Web scraping

Web scraping is the process of capturing information from websites. Sometimes this is a simple as copying-and-pasting or downloading a file from the internet, which we have done many times. Sometimes, unfortunately, the information we want isn't so easily available. For those cases, we will search through an example website for series of data sets we want to be able to capture in some sort of process.

Here is a nice resource for this that we will use for parts of this topic.


In [ ]:
from bs4 import BeautifulSoup
import requests

1. Data

The data for today

Here is the example we'll be using for this topic: satellite data. A seminar speaker in Oceanography in fall 2015, Dr. Chuanmin Hu, shared information about some of his algorithms for satellite data processing. Satellite data gives an incredible spatial scale of information but require quite a bit of clever processing to get out the data that researchers actually want to use. This becomes increasingly true as we collectively build more complex algorithms to root out new perspectives, and to try to remove visual obstacles like clouds. Dr. Hu, in particular, has found a way to remove sun glint from some satellite data, which can be very useful if you care about a latitude where this tends to be a problem.

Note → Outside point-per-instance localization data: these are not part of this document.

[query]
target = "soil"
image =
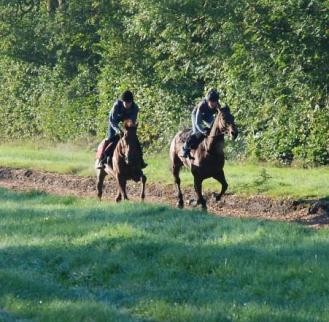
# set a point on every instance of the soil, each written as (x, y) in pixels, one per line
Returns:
(314, 213)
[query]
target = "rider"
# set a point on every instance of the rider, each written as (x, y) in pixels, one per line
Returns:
(123, 109)
(203, 116)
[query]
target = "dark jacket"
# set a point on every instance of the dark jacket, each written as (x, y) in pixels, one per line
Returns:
(119, 113)
(202, 117)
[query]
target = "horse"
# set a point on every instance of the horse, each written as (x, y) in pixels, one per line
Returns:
(126, 164)
(208, 159)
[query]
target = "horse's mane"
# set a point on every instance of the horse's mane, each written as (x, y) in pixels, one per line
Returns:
(129, 123)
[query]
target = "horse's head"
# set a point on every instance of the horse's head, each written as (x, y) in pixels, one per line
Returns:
(226, 123)
(129, 143)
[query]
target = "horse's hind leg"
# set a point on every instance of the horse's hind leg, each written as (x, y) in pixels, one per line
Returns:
(198, 189)
(143, 178)
(221, 178)
(177, 164)
(121, 182)
(101, 174)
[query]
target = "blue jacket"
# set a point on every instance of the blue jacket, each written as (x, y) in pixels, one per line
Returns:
(119, 113)
(203, 117)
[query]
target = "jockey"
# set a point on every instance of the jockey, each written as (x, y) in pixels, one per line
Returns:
(123, 109)
(203, 116)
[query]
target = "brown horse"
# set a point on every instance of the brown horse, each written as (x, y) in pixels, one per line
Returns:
(208, 157)
(126, 164)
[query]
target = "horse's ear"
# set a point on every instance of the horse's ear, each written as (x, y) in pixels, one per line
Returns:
(226, 107)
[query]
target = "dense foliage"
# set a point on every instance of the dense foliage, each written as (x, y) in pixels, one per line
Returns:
(61, 71)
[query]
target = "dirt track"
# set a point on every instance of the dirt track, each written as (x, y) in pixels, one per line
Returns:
(310, 212)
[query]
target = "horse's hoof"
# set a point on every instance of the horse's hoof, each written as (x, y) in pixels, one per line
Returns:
(180, 204)
(192, 203)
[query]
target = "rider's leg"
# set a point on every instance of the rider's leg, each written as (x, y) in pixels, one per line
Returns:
(106, 152)
(139, 147)
(186, 150)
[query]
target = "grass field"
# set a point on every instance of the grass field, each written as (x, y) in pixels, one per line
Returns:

Dr. Hu's data is hosted online; we'll be using it today. Our goal is to select a data type and to then automate the process of downloading a year's worth of image files of that data.

Fetching data in general

First, some general notes from our resource listed above:

So the first thing you’re going to need to do is fetch the data. You’ll need to start by finding your “endpoints” — the URL or URLs that return the data you need.

If you know you need your information organized in a certain way — or only need a specific subset of it — you can browse through the site using their navigation. Pay attention to the URLs and how they change as you click between sections and drill down into sub-sections.

The other option for getting started is to go straight to the site’s search functionality. Try typing in a few different terms and again, pay attention to the URL and how it changes depending on what you search for. You’ll probably see a GET parameter like q= that always changes based on you search term.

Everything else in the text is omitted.